Achieving Resilience

A single person cannot achieve cyber resilience for an organisation. “The technology team can build certain controls which can build upon certain areas, at the same time the processes can help you to define the work and operation.

The employees are a key factor in an organisation. If they don’t report about what is going on in the organisation then it becomes difficult to achieve resilience”, said Naseem Halder.

“We were in a traditional environment and we were following traditional practices of securing the organisation by doing the vulnerability assessment and evaluating technologies which are new and ensuring that those technologies could help us in mitigating certain controls which are at risk in the organisation.

But when the pandemic started in March 2020, suddenly there was a high jump in risk.

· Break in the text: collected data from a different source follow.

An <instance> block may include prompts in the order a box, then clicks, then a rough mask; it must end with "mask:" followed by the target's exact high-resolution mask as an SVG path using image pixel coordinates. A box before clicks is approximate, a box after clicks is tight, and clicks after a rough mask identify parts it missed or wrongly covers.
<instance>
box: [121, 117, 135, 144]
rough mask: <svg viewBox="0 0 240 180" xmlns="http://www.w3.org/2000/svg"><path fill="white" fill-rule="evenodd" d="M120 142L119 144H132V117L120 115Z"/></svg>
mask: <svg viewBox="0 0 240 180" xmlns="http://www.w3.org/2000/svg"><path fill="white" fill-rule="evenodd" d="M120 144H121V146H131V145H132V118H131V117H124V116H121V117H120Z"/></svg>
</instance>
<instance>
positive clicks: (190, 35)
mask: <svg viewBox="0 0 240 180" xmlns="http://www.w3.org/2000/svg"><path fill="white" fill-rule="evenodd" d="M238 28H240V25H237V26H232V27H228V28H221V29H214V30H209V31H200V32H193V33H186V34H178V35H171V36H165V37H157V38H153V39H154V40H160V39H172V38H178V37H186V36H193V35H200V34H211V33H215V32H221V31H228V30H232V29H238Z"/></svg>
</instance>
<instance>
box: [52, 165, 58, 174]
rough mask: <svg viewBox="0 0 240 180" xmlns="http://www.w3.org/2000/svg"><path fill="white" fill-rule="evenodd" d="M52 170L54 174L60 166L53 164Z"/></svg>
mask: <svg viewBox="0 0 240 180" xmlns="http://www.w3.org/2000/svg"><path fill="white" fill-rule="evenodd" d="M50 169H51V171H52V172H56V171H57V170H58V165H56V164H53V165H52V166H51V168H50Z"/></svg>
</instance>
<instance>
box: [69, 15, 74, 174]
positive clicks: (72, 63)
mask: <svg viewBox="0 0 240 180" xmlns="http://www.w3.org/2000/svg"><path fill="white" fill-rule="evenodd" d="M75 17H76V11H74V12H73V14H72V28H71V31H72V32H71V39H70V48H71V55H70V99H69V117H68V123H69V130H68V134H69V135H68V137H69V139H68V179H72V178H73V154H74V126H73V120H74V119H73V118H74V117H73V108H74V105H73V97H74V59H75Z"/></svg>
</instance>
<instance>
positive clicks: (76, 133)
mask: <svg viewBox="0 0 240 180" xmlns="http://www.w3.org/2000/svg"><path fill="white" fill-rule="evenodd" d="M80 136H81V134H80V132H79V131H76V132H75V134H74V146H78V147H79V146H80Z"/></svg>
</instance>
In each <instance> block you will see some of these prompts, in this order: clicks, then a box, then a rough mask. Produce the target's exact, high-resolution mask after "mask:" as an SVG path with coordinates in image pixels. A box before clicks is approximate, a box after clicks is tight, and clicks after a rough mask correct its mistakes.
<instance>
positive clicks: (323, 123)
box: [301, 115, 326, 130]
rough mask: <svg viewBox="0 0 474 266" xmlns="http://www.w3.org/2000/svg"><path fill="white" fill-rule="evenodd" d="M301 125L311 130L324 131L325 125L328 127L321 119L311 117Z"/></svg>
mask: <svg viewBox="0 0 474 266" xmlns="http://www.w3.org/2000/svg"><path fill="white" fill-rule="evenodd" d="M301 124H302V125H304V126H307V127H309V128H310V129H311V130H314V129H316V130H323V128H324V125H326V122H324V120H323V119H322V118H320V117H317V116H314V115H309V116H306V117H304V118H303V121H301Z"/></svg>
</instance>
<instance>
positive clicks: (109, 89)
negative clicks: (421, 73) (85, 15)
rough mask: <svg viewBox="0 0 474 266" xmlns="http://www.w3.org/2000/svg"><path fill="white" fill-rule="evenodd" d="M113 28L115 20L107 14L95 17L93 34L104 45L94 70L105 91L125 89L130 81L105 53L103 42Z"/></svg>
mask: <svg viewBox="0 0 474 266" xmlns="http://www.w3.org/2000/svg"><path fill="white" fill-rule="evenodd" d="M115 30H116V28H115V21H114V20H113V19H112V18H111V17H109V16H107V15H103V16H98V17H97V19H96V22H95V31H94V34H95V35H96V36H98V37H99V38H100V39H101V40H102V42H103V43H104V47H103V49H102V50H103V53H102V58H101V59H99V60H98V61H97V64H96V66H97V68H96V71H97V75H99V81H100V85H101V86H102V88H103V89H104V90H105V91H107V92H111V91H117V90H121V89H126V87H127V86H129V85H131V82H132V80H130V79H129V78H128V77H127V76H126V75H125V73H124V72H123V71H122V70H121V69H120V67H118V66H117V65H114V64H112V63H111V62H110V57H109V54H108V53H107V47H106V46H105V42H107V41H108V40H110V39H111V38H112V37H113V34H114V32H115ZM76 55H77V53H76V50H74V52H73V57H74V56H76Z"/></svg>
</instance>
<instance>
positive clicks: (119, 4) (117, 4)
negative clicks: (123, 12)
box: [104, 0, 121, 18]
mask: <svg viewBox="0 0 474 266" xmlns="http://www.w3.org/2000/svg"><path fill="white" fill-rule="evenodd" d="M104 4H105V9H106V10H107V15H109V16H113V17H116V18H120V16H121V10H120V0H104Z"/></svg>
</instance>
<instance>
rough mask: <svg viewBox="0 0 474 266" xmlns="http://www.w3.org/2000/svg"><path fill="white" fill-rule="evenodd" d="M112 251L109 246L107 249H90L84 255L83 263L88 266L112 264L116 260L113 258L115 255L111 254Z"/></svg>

As we see, there were more than 500 domains that got registered every day, we also read about ransomware attacks on one of the biggest IT giant and they were almost down for one and half month and there are multiple examples where even those with a cybersecurity team and better controls than most organisations in the were impacted.

The most important lesson here is to learn from things that happened which we did not think of”, said Pawan Chawla.

He further added that it is important for organisations to learn from the mistakes and make a case study and pass it to every employee in the organisation, looking at the history of cyber-attacks it all starts from one simple mistake.

It could be a configuration challenge, it could be an old device legacy system being used in the organisation or an employee clicking on a link. These things are important to be thought through and a case study needs to be created. Port level Stakeholders could help in achieving that and they should be aware about the same.

The CISO should ensure that the information should be passed to the risk officer so that accordingly a budget can be sent forward and resolve the security challenges present in the organisation.

“Transparency plays a key role, there has to be a transparent process within the organisation. Right from identifying the concern to taking it to the port level and ensuring the resources are made available to mitigate that, added Pawan Chawla.

“Achieving cyber resilience is a journey. You first identify what you are trying to solve from resilience. I might be building resilience because I’m a production company and I don’t want to pay ransom if I am attacked. So my resilience will be based on how do I prepare for that aspect and look into that”, said Deepak Talwar.

He further added that on a larger approach if any organisation, startup, government, enterprise ecosystem looks at how do I build resilience then they will need to split down into business resilience what is the business impact and the operation resilience, how do we do it.

A lot of time organisations get into a mindset that resilience means safeguarding.

Resilience is also how you continuously move forward in the journey of innovation and how you are going through the digital transformation. It should only be about investing in technology, processes, minimising data breach. It is important to look good in cyber hygiene.

“The people, process, technology the three layers which we always use. It is essential to combine that and build the operational resilience, the business resilience and the impact.

All tools and technologies, configurations, the compliance standard also falls into resilience. It has to follow some compliance standard, maybe some zero trust model, a journey to get into, maybe applying all that end to end integrated security compliance identity approach”, added Talwar.

“When it comes to cybersecurity, if anything goes wrong people turn to the CISO. When it comes to packages, CISO’s have some constraints but when it comes to resilience whatever happens in terms of the business. It is important for everyone to understand what cybersecurity and cyber resilience is”, said Panchal.

He further added that the technology is getting integrated. People’s life is relying more on their mobile phones, earlier there were different gadgets for different things now everything is available in one mobile phone.

In an organisation its only cybersecurity that one has to look after, there is the consumer, third party vendor and others. The security is added during the process of designing and not in the last stage.